With their stretched bodies, immense wingspan and iridescent coloring, dragonflies are a unique sight. But their originality doesn’t end with their looks: As one of the oldest insect species on the planet, they are an early innovator of aerial flight.
Now, a group led by Jane Wang, professor of physics in the College of Arts and Sciences and professor of mechanical and aerospace engineering in the College of Engineering, has untangled the intricate physics and neural controls that enable dragonflies to right themselves while they're falling.
The research reveals a chain of mechanisms that begins with the dragonfly’s eyes – all five of them – and continues through its muscles and wing pitch.
The team’s paper, “Recovery Mechanisms in the Dragonfly Righting Reflex,” published May 12 in Science. Wang co-authored the paper with James Melfi, Ph.D. ’15, and Anthony Leonardo of Howard Hughes Medical Institute (HHMI) in Ashburn, Virginia.
For two decades, Wang has been using complex mathematical modeling to understand the mechanics of insect flight. For Wang, physics is just as important as genetics in explaining the evolution of living organisms.

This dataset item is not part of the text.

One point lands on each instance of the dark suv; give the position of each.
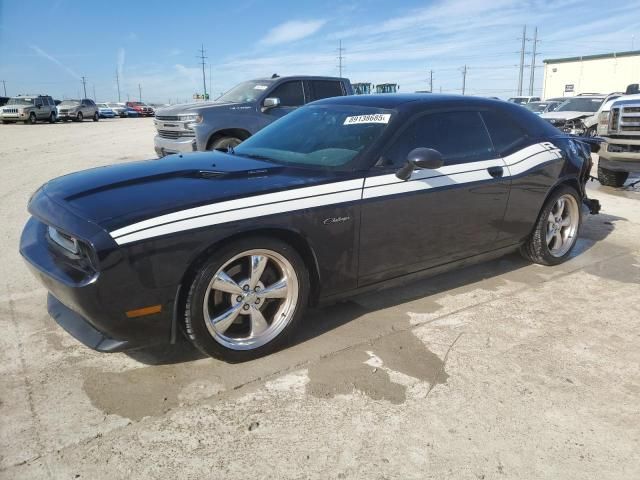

“Insects are the most abundant species and were the first to discover aerial flight. And dragonflies are some of the most ancient insects,” Wang said. “Trying to look at how they right themselves in air would give us insight about both the origin of flight and how animals evolved neuro-circuitries for balancing in air and navigating through space.”
The project began several years ago when Wang was a visiting scientist at HHMI’s Janelia Research Campus, where her collaborator Leonardo was 3D-tracking dragonflies in a large arena. Wang was inspired to scrutinize them more closely.
“When we looked at their flight behavior, we were simultaneously in awe and frustrated,” she said. “The trajectories are complex and unpredictable. Dragonflies constantly make maneuvers, without following any obvious direction. It’s mysterious.”
To study these flight dynamics and the internal algorithms that govern them, Wang and Melfi designed a controlled-behavioral experiment in which a dragonfly would be dropped upside down from a magnetic tether – a premise not unlike the famous falling cat experiments from the 1800s that showed how certain “hardwired reflexes” resulted in the felines landing on their feet.
Wang and Melfi found that by releasing a dragonfly carefully without leg contact, the insect’sconfounding maneuvers actually followed the same pattern of motion, which the researchers were able to capture with three high-speed video cameras filming at 4,000 frames per second. Markers were put on the dragonfly’s wings and body, and the motions were reconstructed via 3D-tracking software.
Then came the most challenging part: trying to make sense of the movements. The researchers had to consider numerous factors – from the unsteady aerodynamics of wing and air interactions to the way a dragonfly’s body responds to its wings flapping. There’s also that persnickety force that all earthly beings must eventually contend with: gravity.
Wang and Melfi were able to create a computational model that successfully simulated the dragonfly’s aerobatics. But one key question lingered: How do dragonflies know they are falling, so that they can correct their trajectory?
Wang realized that, unlike humans who have an inertial sense, dragonflies could rely on their two visual systems – a pair of large compound eyes, and three simple eyes called ocelli – to gauge their uprightness.
She tested her theory by blocking a dragonfly’s eyes with paint and repeating the experiment. This time, the dragonfly had much more difficulty recovering midflight.
“These experiments suggest that vision is the first and dominant pathway to initiate the dragonfly’s righting reflex,” Wang said.
That visual cue triggers a series of reflexes that sends neural signals to the dragonfly’s four wings, which are driven by a set of direct muscles that modulate the left-wing and right-wing pitch asymmetry accordingly. With three or four wing strokes, a tumbling dragonfly can roll 180 degrees and resume flying right-side up. The entire process takes about 200 milliseconds.
“What was difficult was figuring out the key control strategy from the experimental data,” Wang said. “It took us a very long time to understand the mechanism by which a small amount of pitch asymmetry can lead to the observed rotation. The key asymmetry is hidden among many other changes.”
The combination of kinematic analysis, physical modeling and 3D flight simulations now gives researchers a noninvasive way to infer the crucial connections between an animal’s observed behaviors and the internal procedures that control them. These insights can also be used by engineers looking to improve the performance of small flying machines and robots.
“Flight control on the timescale of tens or hundreds of milliseconds is difficult to engineer,” Wang said. “Small flapping machines now can take off and turn, but still have trouble remaining in the air. When they tilt, it is hard to correct. One of the things that animals have to do is precisely solve these kinds of problems.”
The research was supported by the Janelia Research Campus’ Visiting Scientist Program and the Simons Fellowship in Mathematics.